When we got back to the teamhouse afterwards, Jerry, one of the guys asked me and Annette what we thought and wasn't the presence of God in the service wonderful.  I felt bad because the entire time I'd just wanted out of the building.  That night, while taking my shower before bed, I was praying.  I knew that I was there because God had sent me, but I knew my attitude wasn't very Godly.  I prayed for a new attitude and for strength regarding the children's church thing.  I really can't stress how much I don't care for being very close to children... I like them in theory, but not in practice, you know??
The next morning I woke up, feeling refreshed and I felt much better about the whole thing.  God had granted me a new attitude.  And that evening, He granted my other prayer when the leader, Buck, announced that the local pastors who were going with us felt it would be better to talk one on one with the people than having a big ol'service where they might feel compelled by the crowd to put up their hands... SO that meant NO CHILDREN'S CHURCH FOR ROSE!!!  Yeah!  I don't mean that to sound bad, really.  :)

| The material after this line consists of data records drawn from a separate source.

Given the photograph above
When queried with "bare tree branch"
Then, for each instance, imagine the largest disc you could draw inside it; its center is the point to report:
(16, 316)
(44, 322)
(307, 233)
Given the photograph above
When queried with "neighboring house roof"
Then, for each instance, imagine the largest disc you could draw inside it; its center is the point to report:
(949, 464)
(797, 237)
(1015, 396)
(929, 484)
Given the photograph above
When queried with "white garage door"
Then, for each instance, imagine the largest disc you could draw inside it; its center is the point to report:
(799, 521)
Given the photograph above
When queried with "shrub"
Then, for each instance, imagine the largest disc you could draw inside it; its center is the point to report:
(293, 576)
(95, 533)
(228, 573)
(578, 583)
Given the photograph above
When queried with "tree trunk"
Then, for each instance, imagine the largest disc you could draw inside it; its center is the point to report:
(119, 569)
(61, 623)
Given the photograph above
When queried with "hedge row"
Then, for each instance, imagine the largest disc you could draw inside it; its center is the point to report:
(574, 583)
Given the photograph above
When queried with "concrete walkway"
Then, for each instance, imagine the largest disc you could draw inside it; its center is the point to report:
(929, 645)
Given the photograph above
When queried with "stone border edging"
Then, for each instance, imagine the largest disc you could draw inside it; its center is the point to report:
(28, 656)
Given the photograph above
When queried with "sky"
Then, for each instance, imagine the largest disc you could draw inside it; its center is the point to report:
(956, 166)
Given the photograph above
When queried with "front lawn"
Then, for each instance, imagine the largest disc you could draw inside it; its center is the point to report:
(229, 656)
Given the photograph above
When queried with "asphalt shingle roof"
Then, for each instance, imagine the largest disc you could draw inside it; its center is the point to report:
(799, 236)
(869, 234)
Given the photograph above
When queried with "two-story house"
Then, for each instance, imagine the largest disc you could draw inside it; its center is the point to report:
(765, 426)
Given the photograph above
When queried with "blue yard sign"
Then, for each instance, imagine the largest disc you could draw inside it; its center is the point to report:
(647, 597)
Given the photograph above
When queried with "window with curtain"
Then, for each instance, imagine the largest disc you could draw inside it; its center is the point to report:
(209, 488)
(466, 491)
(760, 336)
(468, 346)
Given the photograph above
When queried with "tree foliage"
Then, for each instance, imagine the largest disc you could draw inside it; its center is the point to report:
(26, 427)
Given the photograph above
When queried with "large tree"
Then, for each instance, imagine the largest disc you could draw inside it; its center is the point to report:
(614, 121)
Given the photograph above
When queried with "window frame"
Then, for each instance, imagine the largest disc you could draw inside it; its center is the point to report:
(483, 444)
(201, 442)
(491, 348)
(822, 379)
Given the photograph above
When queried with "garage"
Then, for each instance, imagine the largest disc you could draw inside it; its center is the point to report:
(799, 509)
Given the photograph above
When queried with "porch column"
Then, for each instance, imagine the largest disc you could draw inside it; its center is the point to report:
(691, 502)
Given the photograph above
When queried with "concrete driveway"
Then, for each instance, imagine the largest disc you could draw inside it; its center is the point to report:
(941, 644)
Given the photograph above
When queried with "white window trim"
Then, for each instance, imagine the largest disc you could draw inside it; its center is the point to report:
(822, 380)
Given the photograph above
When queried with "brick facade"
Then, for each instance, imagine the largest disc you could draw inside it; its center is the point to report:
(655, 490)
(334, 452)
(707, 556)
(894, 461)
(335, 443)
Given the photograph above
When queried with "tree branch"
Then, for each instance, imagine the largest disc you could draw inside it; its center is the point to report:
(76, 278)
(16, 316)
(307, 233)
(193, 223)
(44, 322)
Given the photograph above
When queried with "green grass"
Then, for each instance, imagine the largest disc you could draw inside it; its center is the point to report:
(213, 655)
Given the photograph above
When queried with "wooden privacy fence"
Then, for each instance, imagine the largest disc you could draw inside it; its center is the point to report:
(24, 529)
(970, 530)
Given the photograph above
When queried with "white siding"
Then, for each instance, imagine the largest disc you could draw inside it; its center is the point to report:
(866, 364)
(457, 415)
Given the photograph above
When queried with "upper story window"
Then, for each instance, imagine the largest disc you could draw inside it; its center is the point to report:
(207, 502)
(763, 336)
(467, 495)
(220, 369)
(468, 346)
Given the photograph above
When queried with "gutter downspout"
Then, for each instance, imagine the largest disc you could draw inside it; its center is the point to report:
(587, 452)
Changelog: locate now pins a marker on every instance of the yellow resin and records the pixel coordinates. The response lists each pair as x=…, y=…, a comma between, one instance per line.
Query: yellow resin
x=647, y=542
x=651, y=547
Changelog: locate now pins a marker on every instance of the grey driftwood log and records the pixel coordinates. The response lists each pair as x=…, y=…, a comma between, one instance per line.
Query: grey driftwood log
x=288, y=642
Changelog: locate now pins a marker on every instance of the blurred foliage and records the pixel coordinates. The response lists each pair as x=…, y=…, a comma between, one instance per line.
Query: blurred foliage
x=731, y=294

So what was I going to do?  Didn't know until the first morning of clinic when I was informed that I'd be an escort - basically moving the people from station to station.  This was fine, as long as I was busy and not just standing for several hours at a time.  I worked as an escort for about a half hour, until people got backed up in pharmacy and the doctor shouted "we need help in pharmacy!" and I jumped at the chance.... it looked like the very job for my organizing soul!  For three days in the clinics, I worked with Annette and another lady at the pharmacy station and we had a really great, fulfilling time... with little to no contact with children.

One evening, at devotion time, Buck mentioned that us first timers probably thought that we'd come for God, but that in fact, the first time, know it or not, we come for ourselves.  Privately, sitting there,  I knew I'd come for myself... that I needed it, so this didn't come as a surprise.  It did make me feel a wee bit less selfish about it!

After the three days of clinics, we had another day with 5-7 hour bus ride back to Faith Home and the heat and humidity, but my attitude was much better and while it didn't change the amount I sweated, I dealt with it a lot better.

Our final night, we attended a church service again with the Faith Home residents.  Again, it was all in Spanish and again, I still didn't understand a word, but this time the service was very different for me and I was able to praise God for the change.

Our final morning, before leaving for the airport, we took team photos (below) and I'm able to say that there isn't a stranger among them.  That's not to say there aren't a few strange people, but this group of strangers are all now family.  I went on this trip for me.  I knew I needed it, to grow closer to God.  However, the team together treated over 500 people and over 60 people accepted Jesus.  I was a part of that.  I can't wait to go back and do it all again!